How one unusual newspaper copes with new realities
An interesting column in the Boston Globe points to an unlikely model for beleaguered newspapers as they struggle with the bleeding away of core circulation and advertising revenue. Alex Beam writes that the Christian Science Monitor was forced, by similar circumstances to reinvent itself and it may well represent what the newspaper of the future will look like. He quotes the Monitor's managing publisher Jonathan Wells who says
"We had to face up to a lot of these economic pressures well before other newspapers."The paper and its accompanying website have few ads, totalling revenue of not much more than a million dollars. He recalled that the paper once sold 160,000 copies and now sells 55,000 (in 2005, it was about 71,000). So how did it cope (besides shrinking back to a smaller format)? With only 110 staff, a comparatively small $28 million annual budget (covered in part by an endowment and a subsidy from the church it is named for) and 20 pages a day, it set out to distinguish itself.

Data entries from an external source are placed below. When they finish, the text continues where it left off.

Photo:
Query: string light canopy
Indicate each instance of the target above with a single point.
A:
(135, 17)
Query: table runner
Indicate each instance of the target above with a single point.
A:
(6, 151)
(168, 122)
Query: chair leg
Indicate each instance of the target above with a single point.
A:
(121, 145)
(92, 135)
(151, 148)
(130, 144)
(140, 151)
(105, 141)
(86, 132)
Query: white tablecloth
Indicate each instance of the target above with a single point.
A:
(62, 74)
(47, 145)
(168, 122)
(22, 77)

What's in those 20, small-format pages? Book reviews, recipes, and a decent op-ed section. I read a sophisticated piece on the failure of George Bush's "relationship strategy," his notion that his great pals Vladimir Putin and Pervez Musharraf would help him sort out the world's problems. Expect to see a lot of front-page coverage of the Third World - e.g., "Strategic shift in North Africa militancy" - and plain old-fashioned scoops. Monitor reporter Alexandra Marks broke the story that Cindy McCain gilded the lily when she claimed, falsely, that Mother Teresa convinced her to adopt two orphans on a trip to Bangladesh.And how did it do this?

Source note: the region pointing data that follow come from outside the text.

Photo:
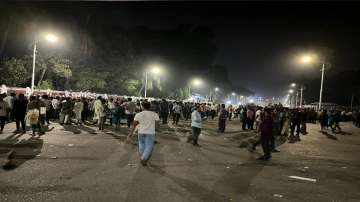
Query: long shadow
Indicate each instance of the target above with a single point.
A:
(87, 129)
(22, 151)
(344, 133)
(328, 135)
(71, 128)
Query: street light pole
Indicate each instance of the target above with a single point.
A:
(322, 83)
(301, 89)
(33, 72)
(145, 84)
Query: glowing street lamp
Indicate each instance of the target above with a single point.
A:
(196, 82)
(155, 70)
(51, 38)
(307, 59)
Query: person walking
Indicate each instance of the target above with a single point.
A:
(294, 123)
(4, 108)
(10, 101)
(33, 115)
(130, 107)
(323, 119)
(48, 106)
(99, 110)
(66, 109)
(336, 121)
(222, 118)
(250, 118)
(147, 121)
(244, 118)
(230, 111)
(266, 128)
(196, 125)
(177, 112)
(164, 111)
(78, 109)
(19, 111)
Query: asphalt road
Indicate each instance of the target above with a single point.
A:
(81, 164)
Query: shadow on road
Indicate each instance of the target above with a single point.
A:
(20, 151)
(328, 135)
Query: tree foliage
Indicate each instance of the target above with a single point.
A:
(13, 72)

- It continues to invest in foreign coverage and is selective about what it covers and how. It maintains 8 foreign correspondents as well as a well-staffed office in Washington and five national bureaus.

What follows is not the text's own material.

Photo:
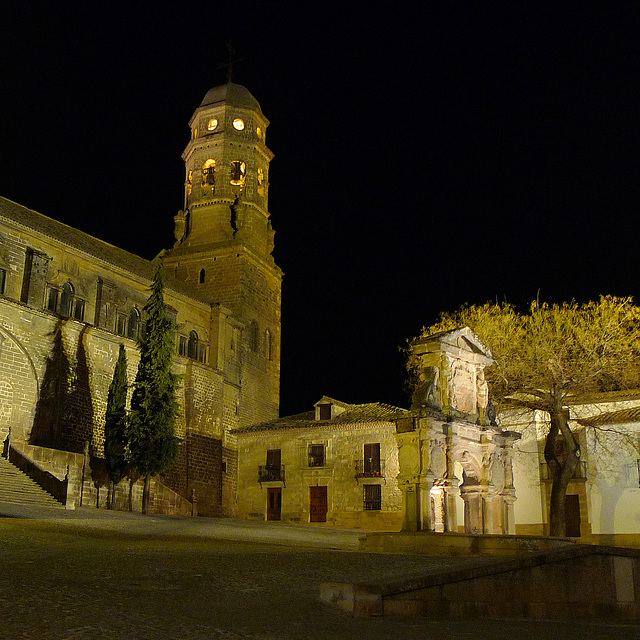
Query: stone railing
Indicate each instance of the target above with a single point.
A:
(57, 488)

- It specializes in timely, analytical journalism. "Monitor news is different," says editor John Yemma. "It's humane, and it's committed. We are a newspaper of hope."
- It has concentrated on its website, considering it as first priority (electronic subs are second, the print edition third). The site gets slightly less than 1 million unique visitors a month. "It's not a website you would turn to for immediate news. Hurricanes, plane crashes, the he-said-she-said of electoral politics just doesn't register on csmonitor.com," says Beam.